Your friends in podcasting follow up on last week’s conversation about how the response to hatred and violence directed at the AAPI community might shape the current movie awards season and in the second half of the show, they welcome a great friend, journalist and member of the AAPI community, Yoshi Kato, who weighs in on a year of hate crimes, as well as a year of pandemic and the toll it has taken on the music business and on the business of writing about the music business! He also weighs in on Dean’s Doberman, the Paramount Network and both his favorite and least favorite superhero movies! In the show’s first half, Dean discusses a new Korean sci-fi film, and Phil discusses a classic German sci-fi miniseries!
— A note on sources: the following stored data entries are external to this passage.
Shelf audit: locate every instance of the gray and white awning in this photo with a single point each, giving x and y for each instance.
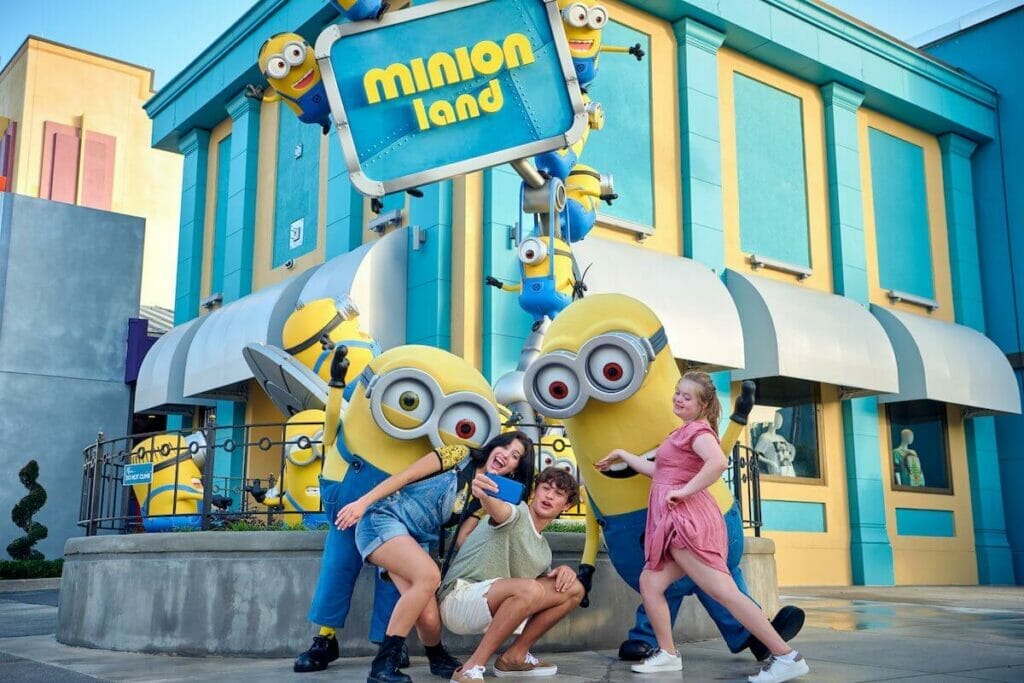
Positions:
(160, 387)
(698, 315)
(948, 363)
(791, 331)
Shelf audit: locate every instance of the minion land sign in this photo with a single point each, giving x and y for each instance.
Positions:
(449, 87)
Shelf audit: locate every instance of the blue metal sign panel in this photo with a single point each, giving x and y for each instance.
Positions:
(449, 87)
(136, 473)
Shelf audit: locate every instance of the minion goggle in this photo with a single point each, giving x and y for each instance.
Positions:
(580, 15)
(408, 403)
(279, 66)
(304, 450)
(608, 368)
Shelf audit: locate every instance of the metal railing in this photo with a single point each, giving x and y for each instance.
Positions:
(206, 479)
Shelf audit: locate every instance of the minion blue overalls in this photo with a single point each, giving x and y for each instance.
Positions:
(341, 562)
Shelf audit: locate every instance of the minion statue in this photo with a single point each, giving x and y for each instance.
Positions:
(606, 371)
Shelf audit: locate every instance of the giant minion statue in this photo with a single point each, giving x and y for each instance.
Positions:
(172, 500)
(549, 278)
(584, 22)
(311, 333)
(290, 67)
(606, 371)
(409, 400)
(297, 492)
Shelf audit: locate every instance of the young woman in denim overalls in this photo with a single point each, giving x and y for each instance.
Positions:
(398, 520)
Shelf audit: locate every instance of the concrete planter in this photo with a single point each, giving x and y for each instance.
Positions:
(247, 593)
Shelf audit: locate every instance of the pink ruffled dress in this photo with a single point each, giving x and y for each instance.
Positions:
(695, 523)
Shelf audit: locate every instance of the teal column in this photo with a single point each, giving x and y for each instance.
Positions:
(870, 551)
(991, 546)
(704, 236)
(344, 205)
(505, 325)
(428, 304)
(241, 198)
(196, 146)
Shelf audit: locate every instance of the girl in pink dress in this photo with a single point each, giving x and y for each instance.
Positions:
(686, 536)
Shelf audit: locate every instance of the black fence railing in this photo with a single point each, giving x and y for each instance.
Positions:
(261, 475)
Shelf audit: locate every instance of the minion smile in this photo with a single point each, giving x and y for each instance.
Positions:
(304, 81)
(623, 471)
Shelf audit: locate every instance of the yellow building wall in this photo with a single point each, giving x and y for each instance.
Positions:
(99, 94)
(935, 560)
(804, 558)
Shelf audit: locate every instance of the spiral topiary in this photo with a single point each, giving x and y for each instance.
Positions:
(22, 513)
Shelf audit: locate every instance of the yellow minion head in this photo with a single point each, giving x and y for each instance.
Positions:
(289, 65)
(335, 322)
(411, 399)
(606, 371)
(584, 20)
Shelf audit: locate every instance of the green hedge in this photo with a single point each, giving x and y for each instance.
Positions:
(31, 568)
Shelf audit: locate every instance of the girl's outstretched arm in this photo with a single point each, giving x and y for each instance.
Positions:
(641, 465)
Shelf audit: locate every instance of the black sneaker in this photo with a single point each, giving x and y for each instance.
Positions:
(635, 650)
(787, 623)
(441, 662)
(321, 653)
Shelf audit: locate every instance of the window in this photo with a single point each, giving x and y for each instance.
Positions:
(783, 429)
(918, 440)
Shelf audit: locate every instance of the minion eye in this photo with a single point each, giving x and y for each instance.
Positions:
(609, 369)
(468, 422)
(576, 14)
(409, 398)
(532, 251)
(557, 386)
(295, 53)
(276, 67)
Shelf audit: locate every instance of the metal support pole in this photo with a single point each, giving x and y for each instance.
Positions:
(97, 481)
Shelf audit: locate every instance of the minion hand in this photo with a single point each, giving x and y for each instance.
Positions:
(339, 367)
(586, 575)
(744, 403)
(254, 91)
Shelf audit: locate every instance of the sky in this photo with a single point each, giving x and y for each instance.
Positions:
(167, 36)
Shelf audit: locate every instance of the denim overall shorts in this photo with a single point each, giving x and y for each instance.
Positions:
(417, 509)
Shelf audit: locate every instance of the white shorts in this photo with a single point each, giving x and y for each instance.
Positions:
(465, 610)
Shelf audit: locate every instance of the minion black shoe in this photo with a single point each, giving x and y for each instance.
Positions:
(321, 653)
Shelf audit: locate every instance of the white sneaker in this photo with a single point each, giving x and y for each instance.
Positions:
(657, 663)
(463, 675)
(776, 671)
(530, 667)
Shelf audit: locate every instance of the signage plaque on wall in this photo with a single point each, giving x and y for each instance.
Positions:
(449, 87)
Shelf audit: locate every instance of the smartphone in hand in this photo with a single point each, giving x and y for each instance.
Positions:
(509, 491)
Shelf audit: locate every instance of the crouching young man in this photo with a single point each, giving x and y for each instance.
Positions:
(502, 582)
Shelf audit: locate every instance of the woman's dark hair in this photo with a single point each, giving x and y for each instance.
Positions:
(524, 470)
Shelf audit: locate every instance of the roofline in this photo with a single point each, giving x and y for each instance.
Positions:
(32, 37)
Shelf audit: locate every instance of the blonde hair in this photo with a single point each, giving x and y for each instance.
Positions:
(708, 395)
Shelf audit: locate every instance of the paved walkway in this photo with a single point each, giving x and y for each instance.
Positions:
(852, 634)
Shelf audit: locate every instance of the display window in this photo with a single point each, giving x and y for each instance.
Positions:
(783, 430)
(919, 446)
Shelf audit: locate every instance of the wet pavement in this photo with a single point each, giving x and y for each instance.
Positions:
(852, 634)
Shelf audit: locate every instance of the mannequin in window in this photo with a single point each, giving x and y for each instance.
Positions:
(774, 452)
(906, 465)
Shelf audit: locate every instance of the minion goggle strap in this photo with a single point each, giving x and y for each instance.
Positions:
(408, 403)
(609, 368)
(304, 450)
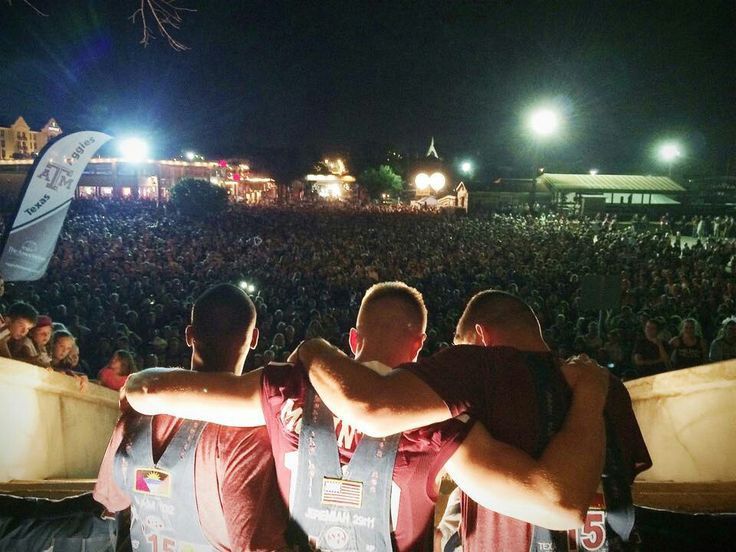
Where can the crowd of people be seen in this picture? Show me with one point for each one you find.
(125, 273)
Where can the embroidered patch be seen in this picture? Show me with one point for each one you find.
(341, 492)
(152, 481)
(336, 538)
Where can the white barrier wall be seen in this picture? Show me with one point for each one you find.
(688, 419)
(48, 428)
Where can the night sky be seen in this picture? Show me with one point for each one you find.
(290, 82)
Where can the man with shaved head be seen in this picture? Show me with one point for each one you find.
(195, 486)
(503, 374)
(348, 491)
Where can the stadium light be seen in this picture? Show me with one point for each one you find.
(133, 149)
(422, 181)
(544, 122)
(437, 181)
(669, 152)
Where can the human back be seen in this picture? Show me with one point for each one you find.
(220, 487)
(521, 397)
(389, 331)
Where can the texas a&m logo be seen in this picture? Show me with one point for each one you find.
(57, 176)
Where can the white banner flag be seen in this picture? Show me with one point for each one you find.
(47, 192)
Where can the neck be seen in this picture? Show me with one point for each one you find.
(383, 355)
(532, 344)
(219, 364)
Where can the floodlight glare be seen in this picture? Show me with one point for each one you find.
(422, 181)
(437, 181)
(544, 122)
(669, 152)
(133, 149)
There are also 4 vintage movie ads discussed in connection with four “celebrity deaths” as the careers of two great performers, one leading French filmmaker, and a best-selling, award-winning novelist get celebrated.

This week’s show really puts the “Hollywood” into YOUR Chillpak Hollywood Hour! The cold open starts with a quick, wicked and insightful recap of the Writers Guild of America winners for Best Original and Best Adapted screenplays. Spring has sprung and your friends in podcasting are high energy, high-stepping their way through remembrances of 3 actors, a journalist, a beloved children’s book author, a Tuskegee Airman, and the inventor of cassette tapes, as well through a diversity-inspired round of their almost weekly celebration of vintage movie ads from the 1980s and 90s! From there, Dean and Phil set sail for the “Season of Self-Congratulation”, focusing on the forthcoming Screen Actors Guild Awards and the Oscars. They discuss such TV shows as “Ted Lasso”, “Dead to Me” and “The Crown” and such movies as Minari, The Father, Da 5 Bloods, Wonder Woman 1984, Zack Snyder’s Justice League and more! All that plus several of the best directors working in film today: Christopher Nolan, Chloe Zhao and Kelly Reichardt.